Justin Johari is a legal counsel in the music industry and teaches copyright to university students on a part-time basis. His past time passion is using creative arts, such as music and film, to educate the public on issues that affect society, like the need for love, compassion, and better understanding of people with different backgrounds, faith, age, and gender. As a father, he sees the importance of a creating a better environment for his two daughters and son, as well as their whole generation, to grow up in.

With Ikhlas (TPP)

1. What is the best thing about being a dad?

The best thing about being a dad is having the opportunity to shape and raise useful human beings while correcting our mistakes and flaws as adults. It gives me great satisfaction to see the prejudices, biases, and negative mind-sets we have as adults prevented or absent in my children. This comes with us correcting them or reacting to a certain incident in a manner that does not fit in the usual unhealthy preconceptions we all have as adults.

2. A dad is usually the first male role model in a person’s life and fathers do have a significant impact on their sons’ attitude towards women and girls. How has your father influenced the way you see and treat women and girls?

I grew up in a large family and saw how each of the men in my family interacted with women, be it their wife, mother, siblings, or acquaintances. From there, I felt certain values were positive and differentiated them from the negative ones.
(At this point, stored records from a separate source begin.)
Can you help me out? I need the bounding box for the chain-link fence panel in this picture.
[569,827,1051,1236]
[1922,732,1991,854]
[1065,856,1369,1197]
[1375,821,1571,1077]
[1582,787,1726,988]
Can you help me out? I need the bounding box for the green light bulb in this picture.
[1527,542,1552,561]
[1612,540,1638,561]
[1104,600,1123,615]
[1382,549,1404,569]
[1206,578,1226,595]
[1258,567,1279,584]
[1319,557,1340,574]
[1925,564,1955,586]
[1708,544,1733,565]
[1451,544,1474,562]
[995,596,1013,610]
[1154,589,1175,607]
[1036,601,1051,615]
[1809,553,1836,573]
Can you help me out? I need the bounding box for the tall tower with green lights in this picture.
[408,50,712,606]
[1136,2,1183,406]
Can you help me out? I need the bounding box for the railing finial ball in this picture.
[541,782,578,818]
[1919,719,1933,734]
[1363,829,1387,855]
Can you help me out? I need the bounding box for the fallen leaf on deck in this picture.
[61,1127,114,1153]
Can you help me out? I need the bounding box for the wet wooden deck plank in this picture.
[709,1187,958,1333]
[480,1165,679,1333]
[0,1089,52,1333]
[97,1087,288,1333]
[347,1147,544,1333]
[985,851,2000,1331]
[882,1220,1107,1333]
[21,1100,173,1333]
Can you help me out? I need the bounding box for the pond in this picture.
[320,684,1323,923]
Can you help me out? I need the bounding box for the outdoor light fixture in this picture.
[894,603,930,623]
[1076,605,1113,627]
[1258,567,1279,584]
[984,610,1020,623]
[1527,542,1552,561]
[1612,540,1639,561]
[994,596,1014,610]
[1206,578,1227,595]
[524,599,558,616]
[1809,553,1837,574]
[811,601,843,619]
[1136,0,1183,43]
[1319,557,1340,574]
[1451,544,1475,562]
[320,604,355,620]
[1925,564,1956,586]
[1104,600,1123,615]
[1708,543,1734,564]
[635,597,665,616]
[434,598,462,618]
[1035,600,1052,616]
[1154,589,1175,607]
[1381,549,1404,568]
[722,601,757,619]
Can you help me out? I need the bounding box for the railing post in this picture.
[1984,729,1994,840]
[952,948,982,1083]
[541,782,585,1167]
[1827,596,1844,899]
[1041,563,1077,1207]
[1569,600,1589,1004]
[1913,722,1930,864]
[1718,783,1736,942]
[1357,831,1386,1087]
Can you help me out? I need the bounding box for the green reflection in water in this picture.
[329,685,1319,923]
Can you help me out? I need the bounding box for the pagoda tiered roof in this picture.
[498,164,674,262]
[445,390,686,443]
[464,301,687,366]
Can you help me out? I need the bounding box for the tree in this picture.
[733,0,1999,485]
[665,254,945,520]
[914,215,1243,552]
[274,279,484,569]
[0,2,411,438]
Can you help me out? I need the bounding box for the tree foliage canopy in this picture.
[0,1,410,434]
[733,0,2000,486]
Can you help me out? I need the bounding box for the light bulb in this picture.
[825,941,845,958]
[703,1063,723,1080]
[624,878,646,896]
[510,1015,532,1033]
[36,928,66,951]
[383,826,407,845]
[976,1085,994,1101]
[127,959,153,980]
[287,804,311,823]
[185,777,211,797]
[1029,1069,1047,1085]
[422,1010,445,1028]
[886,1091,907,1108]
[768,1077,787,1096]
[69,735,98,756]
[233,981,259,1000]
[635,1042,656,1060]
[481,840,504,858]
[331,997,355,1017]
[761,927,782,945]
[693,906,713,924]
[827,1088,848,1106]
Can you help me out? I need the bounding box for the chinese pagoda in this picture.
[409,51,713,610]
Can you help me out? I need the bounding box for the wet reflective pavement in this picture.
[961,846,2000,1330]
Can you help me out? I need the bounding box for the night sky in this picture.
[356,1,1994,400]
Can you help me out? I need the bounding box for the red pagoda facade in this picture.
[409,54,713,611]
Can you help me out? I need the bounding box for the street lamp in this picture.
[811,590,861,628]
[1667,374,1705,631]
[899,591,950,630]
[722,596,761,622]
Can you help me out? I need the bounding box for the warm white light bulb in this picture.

I was closer to my mother growing up, so how she felt when treated in a certain way was important to me, and I experienced that first-hand as someone close to her.

3. Communities and activists worldwide are starting to recognise that violence against women is not a “women’s issue” but a human rights issue and that men play a role in stopping the violence. How do you think fathers and other male role models can help get young men and boys to take an interest in and step up to help prevent and stop violence against women?

Today’s children are visually-driven and so having visual-based educational programmes run by organisations like the Media Education Foundation (www.mediaed.org), could really help in opening up dialogue with them. For example, I was fortunate to have been granted an opportunity to make a film titled Who Speaks for Me? about freedom of expression through the Arts. I toured several states in Malaysia to explain about the film and subject matter to audiences that would not otherwise have access to these ideas. I believe children can learn about the issue of violence against women through the use of these educational tools and mediums to spark their interest in the subject as well as expose them to fact-based situations where women and girls have been mistreated as a result of cultural conditioning.